Na abertura da sua intervenção, Gualter Furtado, membro conselheiro da Ordem dos Economistas, deixou uma saudação especial à Casa do Povo das Furnas e aos seus órgãos sociais recentemente empossados, sublinhando que a sua constituição demonstra que “ainda existem pessoas disponíveis para prestarem este serviço nas Casas do Povo aos seus concidadãos”. O orador recordou ainda uma ligação pessoal à instituição, referindo que o seu avô paterno, Manuel Furtado Sachinho, foi associado e, durante um período, presidente da Direção.
Gualter Furtado enquadrou o encontro como uma “verdadeira Assembleia do Povo”, destacando o papel de mulheres e homens que dedicam parte — ou a totalidade — das suas vidas ao serviço das comunidades. Deixou também palavras de reconhecimento à Casa do Povo da Ribeira Grande, anfitriã do evento, e a todas as instituições presentes e ausentes.
Raízes históricas e evolução
Na sua intervenção, o orador recordou que as Casas do Povo surgiram formalmente em 1933, no contexto do Estado Novo, como instrumentos de assistência e previdência social no meio rural, num período marcado por pobreza, analfabetismo e grandes carências. Na década de 1960 existiriam cerca de 600 Casas do Povo no país, 90% das quais com serviços médicos próprios.
Após o 25 de Abril de 1974, estas instituições passaram por uma profunda transformação. Com a criação do Serviço Nacional de Saúde e o alargamento dos direitos sociais, as Casas do Povo reinventaram-se, alargando a sua ação a novas áreas: apoio à infância, idosos, pessoas doentes, imigrantes, atividades culturais, ensino, creches e respostas sociais diversas, muitas vezes em parceria com outras entidades.
O reconhecimento legal também evoluiu. O Decreto-Lei n.º 178/98 permitiu a equiparação das Casas do Povo às IPSS, abrindo acesso a benefícios fiscais, protocolos e acordos de cooperação com o Estado e autarquias.

Peso significativo nas Regiões Autónomas
Nos dados apresentados, foi sublinhada a expressão destas instituições nas ilhas. Na Madeira, segundo declarações anteriormente feitas pela ex-secretária regional Rita Andrade, existem 43 Casas do Povo que chegam a mais de 50 mil pessoas — cerca de 20% da população da região.
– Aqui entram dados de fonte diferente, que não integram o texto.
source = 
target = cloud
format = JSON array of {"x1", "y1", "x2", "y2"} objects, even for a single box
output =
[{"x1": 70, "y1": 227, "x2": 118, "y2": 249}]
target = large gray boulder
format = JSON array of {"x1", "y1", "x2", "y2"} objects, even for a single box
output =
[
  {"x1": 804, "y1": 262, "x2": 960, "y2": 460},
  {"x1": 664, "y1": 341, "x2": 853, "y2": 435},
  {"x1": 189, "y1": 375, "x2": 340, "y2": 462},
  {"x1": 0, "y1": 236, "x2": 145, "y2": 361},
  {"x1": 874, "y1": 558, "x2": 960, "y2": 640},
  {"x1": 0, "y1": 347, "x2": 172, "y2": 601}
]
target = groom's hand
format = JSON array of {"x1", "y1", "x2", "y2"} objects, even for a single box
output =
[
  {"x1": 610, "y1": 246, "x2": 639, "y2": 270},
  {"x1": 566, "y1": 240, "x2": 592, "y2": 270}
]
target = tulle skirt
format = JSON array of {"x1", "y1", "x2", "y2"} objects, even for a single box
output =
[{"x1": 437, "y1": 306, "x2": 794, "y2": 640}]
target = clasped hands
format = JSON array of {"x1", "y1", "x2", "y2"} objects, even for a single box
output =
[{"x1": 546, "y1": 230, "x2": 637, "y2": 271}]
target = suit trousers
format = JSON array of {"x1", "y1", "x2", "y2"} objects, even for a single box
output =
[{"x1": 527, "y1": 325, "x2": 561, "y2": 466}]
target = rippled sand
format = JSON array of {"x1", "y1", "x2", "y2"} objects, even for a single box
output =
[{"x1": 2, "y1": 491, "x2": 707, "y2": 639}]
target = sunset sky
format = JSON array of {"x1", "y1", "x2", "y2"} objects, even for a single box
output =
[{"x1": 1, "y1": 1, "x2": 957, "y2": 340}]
Nos Açores, estarão identificadas 79 Casas do Povo, das quais 59 têm acordos de cooperação com a Segurança Social, abrangendo mais de 4.000 utentes em respostas dirigidas a crianças, adultos, idosos e pessoas com deficiência. Estas instituições estão presentes em cerca de metade das freguesias do arquipélago.
Os desafios do presente
Apesar da relevância, o cenário atual levanta preocupações. O primeiro grande desafio apontado é a dificuldade em encontrar cidadãos disponíveis para integrar os órgãos sociais, funções que exigem responsabilidade legal e trabalho contínuo, sem remuneração garantida.
A isto junta-se a necessidade de planear respostas sociais adequadas às novas realidades — como o envelhecimento, as dependências, a falta de habitação, o aumento de pessoas em situação de sem-abrigo e a fragilidade das famílias — assegurando simultaneamente meios humanos, técnicos e financeiros.
Outro ponto crítico é o financiamento. Gualter Furtado defendeu que o valor pago por utente nos acordos com o Estado deve corresponder ao custo real dos serviços, sob pena de as instituições entrarem em situações de insustentabilidade.
Identidade e futuro
O orador apelou ainda ao reforço do associativismo e ao diálogo “permanente, franco e tecnicamente fundamentado” com governos e autarquias. Deixou também uma reflexão sobre o futuro institucional, alertando para a necessidade de ponderar cuidadosamente eventuais transformações na natureza jurídica das Casas do Povo.
“Sem instituições fortes que as representem, a tarefa de cada uma torna-se mais difícil”, sublinhou, defendendo que estas estruturas continuam a ser uma forma organizada e democrática de apoio direto às populações.